For more than a decade, if you saw slickly animated graphics, games, or videos on the web, they were likely powered by Flash. But recently, security issues, battery life concerns, and new software standards have made Flash unpopular with many developers and users.
Adobe, which created Flash, took a major step in distancing itself from the Flash brand on Monday by announcing plans to rename the latest version of its web animation software from Adobe Flash Professional to Adobe Animate CC. Adobe’s justification for changing the name is that over one third of content created in Flash Professional isn’t in Flash format, but instead uses HTML5, an open standard that has many of the same capabilities as Flash and is widely seen as its successor. The company says that the new name more “accurately represents its position as the premier animation tool for the web and beyond.”
“The name change is reflective of the fact that we rebuilt this tool to be platform agnostic,” Paul Gubbay, vice president at Adobe, told Fortune. “The name Flash Professional associates it with one slice of technology, and it’s not the one people are focused on now when they’re thinking about building new animations for the web.”
“Flash Pro users can work the way they’ve always worked and now they can target all these HTML5 platforms, and if they want to do Flash content, they can do that as well,” Gubbay said.
Animate remains Adobe’s official tool for creating Flash content, and its next version will continue to support Flash as a “first-class citizen.” But the shift in nomenclature points to the fact that HTML5 is increasingly the platform of choice for animations on the web. YouTube and Twitch, an Amazon-owned website that streams gaming video, previously used Flash to power their video players, for example, but both now use HTML5-based players.
Adobe Animate’s rebranding likely won’t have an major effect on Flash Player, the software users run in their browsers to play Flash animations that has recently gotten a bad reputation for having serious security holes. In a separate blog post, Adobe defended Flash Player, and said it was working with Facebook, to improve the security of Flash-based games. Facebook uses Flash for games on its platform as well as for certain parts of its desktop interface such as photo uploading.
Adobe also added that it plans to release an HTML5 video player for desktop browsers, and the company concluded the post by saying “looking ahead, we encourage content creators to build with new web standards.”
It’s hard to overstate how much of a pariah Adobe Flash has become in web development circles. In July, the Wall Street Journal said that the tech world was preparing an obituary for the software because it had become a security risk and a “drag on online process.” Wired’s take was only slightly more direct: “Flash. Must. Die.”
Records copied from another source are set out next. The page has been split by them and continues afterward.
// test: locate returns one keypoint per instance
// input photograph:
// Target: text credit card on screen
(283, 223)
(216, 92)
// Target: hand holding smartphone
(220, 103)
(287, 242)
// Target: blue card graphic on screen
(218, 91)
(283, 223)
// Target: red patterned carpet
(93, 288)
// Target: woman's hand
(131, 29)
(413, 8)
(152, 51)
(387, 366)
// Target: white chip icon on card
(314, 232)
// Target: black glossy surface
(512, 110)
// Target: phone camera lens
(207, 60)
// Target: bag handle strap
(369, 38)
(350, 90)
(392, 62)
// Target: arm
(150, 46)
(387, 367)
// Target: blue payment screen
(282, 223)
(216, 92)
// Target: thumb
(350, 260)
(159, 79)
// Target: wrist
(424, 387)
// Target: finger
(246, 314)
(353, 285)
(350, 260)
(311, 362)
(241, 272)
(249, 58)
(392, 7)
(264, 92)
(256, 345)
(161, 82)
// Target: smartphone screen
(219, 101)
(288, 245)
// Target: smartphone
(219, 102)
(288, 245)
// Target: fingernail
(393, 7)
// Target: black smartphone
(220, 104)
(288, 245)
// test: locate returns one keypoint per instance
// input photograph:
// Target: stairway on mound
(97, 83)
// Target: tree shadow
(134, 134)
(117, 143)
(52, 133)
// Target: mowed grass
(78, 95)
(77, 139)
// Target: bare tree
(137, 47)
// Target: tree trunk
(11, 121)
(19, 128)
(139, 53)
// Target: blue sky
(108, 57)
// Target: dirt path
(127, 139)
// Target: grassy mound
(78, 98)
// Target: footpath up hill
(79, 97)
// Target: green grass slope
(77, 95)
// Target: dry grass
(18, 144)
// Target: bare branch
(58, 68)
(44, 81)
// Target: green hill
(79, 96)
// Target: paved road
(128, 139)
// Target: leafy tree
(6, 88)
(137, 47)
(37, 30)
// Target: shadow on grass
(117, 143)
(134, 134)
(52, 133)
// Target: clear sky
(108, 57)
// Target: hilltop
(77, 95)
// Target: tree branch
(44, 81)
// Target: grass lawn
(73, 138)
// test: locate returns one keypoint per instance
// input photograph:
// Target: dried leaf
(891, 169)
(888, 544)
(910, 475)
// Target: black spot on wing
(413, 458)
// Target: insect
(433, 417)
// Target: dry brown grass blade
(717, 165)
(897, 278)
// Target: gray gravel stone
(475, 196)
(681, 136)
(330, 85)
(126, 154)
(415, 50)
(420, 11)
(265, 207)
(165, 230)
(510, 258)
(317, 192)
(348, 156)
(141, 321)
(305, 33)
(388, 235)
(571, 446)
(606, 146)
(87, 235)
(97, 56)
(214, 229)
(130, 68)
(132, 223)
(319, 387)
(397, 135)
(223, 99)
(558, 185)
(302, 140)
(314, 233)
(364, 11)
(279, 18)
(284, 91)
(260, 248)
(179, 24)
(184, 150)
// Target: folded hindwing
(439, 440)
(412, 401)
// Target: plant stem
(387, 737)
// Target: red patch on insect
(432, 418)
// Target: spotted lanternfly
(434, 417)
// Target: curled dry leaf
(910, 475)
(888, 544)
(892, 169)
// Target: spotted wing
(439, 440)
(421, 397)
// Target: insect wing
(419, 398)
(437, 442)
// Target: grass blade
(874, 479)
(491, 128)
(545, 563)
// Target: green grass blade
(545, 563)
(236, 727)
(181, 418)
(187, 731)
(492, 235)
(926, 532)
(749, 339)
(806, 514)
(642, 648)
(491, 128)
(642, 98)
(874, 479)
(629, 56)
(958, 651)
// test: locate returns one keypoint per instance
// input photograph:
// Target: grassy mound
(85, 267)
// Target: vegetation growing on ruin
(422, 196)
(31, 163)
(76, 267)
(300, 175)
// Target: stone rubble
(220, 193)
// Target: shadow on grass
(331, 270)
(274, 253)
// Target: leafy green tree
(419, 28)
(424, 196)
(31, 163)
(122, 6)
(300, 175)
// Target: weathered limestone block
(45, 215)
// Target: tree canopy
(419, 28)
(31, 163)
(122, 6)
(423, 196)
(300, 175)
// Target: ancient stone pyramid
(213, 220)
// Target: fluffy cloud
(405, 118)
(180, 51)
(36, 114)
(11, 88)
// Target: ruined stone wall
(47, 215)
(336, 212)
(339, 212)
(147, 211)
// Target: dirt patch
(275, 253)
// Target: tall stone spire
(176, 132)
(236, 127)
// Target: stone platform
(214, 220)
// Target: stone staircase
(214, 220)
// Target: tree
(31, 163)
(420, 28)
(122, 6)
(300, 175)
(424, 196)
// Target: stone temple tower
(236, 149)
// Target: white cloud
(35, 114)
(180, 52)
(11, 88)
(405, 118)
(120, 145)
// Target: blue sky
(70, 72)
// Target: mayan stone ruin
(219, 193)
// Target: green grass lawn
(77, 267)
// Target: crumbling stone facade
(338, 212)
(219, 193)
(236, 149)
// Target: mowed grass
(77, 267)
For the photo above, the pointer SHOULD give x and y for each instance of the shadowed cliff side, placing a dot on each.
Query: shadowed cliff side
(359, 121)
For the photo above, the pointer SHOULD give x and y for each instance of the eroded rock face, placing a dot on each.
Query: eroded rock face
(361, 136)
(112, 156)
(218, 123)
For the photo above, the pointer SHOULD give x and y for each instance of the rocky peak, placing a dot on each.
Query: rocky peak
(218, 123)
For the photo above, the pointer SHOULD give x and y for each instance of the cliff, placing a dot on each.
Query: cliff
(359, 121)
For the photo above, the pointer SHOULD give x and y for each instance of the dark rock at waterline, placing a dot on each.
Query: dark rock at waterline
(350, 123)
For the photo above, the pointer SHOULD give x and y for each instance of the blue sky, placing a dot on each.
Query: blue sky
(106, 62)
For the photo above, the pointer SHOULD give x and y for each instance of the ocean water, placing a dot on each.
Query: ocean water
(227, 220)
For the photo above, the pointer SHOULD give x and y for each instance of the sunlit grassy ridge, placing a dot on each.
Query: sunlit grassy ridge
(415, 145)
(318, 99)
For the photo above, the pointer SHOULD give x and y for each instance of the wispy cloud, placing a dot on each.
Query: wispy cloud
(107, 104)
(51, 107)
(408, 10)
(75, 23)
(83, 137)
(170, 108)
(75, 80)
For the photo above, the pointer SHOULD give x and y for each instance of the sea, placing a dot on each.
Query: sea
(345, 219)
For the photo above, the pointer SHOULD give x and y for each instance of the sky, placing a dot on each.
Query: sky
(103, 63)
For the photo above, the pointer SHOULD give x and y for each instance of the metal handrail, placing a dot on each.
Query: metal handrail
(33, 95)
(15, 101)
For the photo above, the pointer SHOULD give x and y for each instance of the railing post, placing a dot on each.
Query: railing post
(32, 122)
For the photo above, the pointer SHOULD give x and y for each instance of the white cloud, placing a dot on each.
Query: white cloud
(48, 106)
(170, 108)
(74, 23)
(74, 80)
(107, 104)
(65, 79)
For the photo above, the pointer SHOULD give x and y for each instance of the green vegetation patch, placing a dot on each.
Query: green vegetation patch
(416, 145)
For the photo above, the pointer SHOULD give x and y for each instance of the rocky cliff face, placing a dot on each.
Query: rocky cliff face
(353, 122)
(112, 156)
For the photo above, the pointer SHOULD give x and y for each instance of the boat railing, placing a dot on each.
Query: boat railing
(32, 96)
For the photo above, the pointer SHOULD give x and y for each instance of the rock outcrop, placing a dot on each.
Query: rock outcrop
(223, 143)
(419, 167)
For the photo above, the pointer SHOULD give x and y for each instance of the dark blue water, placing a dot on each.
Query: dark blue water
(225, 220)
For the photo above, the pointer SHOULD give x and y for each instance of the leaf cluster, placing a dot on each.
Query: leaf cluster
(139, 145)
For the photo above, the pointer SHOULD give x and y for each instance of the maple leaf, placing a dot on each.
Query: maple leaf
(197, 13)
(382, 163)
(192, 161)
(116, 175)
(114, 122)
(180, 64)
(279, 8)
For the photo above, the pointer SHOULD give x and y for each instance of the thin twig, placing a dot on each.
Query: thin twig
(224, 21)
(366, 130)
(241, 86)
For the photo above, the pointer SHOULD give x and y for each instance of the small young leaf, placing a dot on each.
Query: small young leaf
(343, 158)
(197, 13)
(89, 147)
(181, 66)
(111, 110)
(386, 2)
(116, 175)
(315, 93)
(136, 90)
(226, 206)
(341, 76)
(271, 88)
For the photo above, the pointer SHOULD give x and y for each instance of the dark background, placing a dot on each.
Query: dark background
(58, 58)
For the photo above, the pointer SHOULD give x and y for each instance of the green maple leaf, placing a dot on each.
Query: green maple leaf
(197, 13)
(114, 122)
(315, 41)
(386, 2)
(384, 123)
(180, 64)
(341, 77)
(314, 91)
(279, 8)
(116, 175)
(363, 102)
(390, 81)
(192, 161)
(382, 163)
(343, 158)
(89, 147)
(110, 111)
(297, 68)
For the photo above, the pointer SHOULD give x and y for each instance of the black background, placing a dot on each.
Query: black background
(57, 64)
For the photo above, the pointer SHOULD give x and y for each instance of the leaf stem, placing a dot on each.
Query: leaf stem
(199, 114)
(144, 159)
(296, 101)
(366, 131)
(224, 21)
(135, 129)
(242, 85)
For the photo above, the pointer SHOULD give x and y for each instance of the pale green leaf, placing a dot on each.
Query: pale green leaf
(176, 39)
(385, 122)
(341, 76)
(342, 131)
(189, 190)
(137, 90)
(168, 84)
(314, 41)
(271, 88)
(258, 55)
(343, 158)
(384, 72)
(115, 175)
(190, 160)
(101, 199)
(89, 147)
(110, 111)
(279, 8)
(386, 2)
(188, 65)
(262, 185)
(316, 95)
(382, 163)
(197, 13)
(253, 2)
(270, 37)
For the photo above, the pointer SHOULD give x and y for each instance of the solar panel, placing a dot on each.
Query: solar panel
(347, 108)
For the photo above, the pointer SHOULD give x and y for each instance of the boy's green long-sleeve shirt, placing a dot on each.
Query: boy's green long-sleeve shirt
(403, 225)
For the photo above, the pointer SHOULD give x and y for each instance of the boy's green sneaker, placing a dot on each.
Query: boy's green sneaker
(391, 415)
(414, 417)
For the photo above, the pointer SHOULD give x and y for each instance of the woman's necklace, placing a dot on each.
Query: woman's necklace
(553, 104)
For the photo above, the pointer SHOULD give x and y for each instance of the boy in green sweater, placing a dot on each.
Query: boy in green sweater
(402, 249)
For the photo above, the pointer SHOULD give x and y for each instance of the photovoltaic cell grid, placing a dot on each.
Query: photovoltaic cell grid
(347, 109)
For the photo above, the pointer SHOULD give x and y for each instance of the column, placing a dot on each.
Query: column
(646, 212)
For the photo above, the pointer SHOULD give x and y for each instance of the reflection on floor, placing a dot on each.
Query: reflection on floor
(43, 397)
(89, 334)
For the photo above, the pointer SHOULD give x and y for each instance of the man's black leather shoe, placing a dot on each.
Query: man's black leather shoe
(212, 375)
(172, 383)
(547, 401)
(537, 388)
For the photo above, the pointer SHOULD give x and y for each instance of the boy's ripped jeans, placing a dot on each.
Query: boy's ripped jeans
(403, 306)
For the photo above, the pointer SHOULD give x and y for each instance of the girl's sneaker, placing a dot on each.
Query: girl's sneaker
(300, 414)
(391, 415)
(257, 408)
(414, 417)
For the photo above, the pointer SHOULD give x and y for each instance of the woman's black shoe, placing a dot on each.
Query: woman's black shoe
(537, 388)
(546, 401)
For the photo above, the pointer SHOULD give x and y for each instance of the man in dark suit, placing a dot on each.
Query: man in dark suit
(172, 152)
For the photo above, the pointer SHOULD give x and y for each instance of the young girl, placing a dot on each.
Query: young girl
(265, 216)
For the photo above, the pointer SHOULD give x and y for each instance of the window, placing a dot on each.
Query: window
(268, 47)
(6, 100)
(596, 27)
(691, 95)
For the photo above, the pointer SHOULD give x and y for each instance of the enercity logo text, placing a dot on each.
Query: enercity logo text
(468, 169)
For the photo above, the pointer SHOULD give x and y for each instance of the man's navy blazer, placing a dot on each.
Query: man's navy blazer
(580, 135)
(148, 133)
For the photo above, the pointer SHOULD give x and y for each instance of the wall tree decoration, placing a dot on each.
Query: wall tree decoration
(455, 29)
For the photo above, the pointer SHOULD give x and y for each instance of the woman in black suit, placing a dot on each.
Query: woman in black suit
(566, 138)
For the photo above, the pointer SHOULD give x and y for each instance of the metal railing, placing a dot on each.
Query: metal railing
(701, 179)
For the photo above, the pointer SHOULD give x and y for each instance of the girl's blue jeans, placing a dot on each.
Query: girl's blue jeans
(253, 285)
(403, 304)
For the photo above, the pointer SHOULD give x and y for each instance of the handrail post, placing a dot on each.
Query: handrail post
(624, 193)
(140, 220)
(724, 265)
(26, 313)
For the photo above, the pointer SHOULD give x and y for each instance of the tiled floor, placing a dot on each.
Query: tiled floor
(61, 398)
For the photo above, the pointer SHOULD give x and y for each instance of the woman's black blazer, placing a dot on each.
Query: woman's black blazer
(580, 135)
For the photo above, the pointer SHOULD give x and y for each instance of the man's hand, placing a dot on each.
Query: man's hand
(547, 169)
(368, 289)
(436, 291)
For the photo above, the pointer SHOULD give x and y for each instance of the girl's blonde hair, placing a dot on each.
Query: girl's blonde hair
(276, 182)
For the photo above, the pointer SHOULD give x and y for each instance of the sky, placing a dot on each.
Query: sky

The downfall of Flash started when Apple decided not to support it on iPhones starting with its first model in 2007. Steve Jobs famously defended that decision in an open letter in 2010 that focused on openness, interface issues and mobile battery life:
Flash was created during the PC era – for PCs and mice. Flash is a successful business for Adobe, and we can understand why they want to push it beyond PCs. But the mobile era is about low power devices, touch interfaces and open web standards – all areas where Flash falls short.
Adobe decided to stop developing Flash Player for Android devices in 2012. Simply put, Flash does not have a meaningful presence on mobile devices. And websites are starting to leave it behind. According to W3Techs, a research firm focused on web technology, Flash was used in 28% of websites when Jobs wrote his letter. Today, it’s only used in 9.7% of websites.
But perhaps the strongest argument against Flash is centered around security and privacy. Several serious vulnerabilities in Flash Player have been discovered and patched in the past year. Flash remains a critical technology for web ads and certain games, but its benefits must be weighed against the possibility it introduces serious security holes into websites. Google’s Chrome browser now “pauses” Flash ads by default, preventing them from running unless the user specifically clicks on the ad.
Adobe (ADBE) working with Facebook (FB) is notable because Facebook’s chief security officer Alex Stamos publicly slammed Flash on Twitter over security issues earlier this year. “It is time for Adobe to announce the end-of-life date for Flash and to ask the browsers to set killbits on the same day,” he tweeted, advising Adobe to push an update with instructions to disable its own software.
“Even if 18 months from now, one set date is the only way to disentangle the dependencies and upgrade the whole ecosystem at once,” Stamos added.
Although Adobe’s decision to rebrand its professionally-oriented web animation suite is a far cry from the end-of-life date Stamos advocated, it’s clear that Adobe is beginning to see the end of the road for Flash, and is positioning itself as a leader in HTML5 development.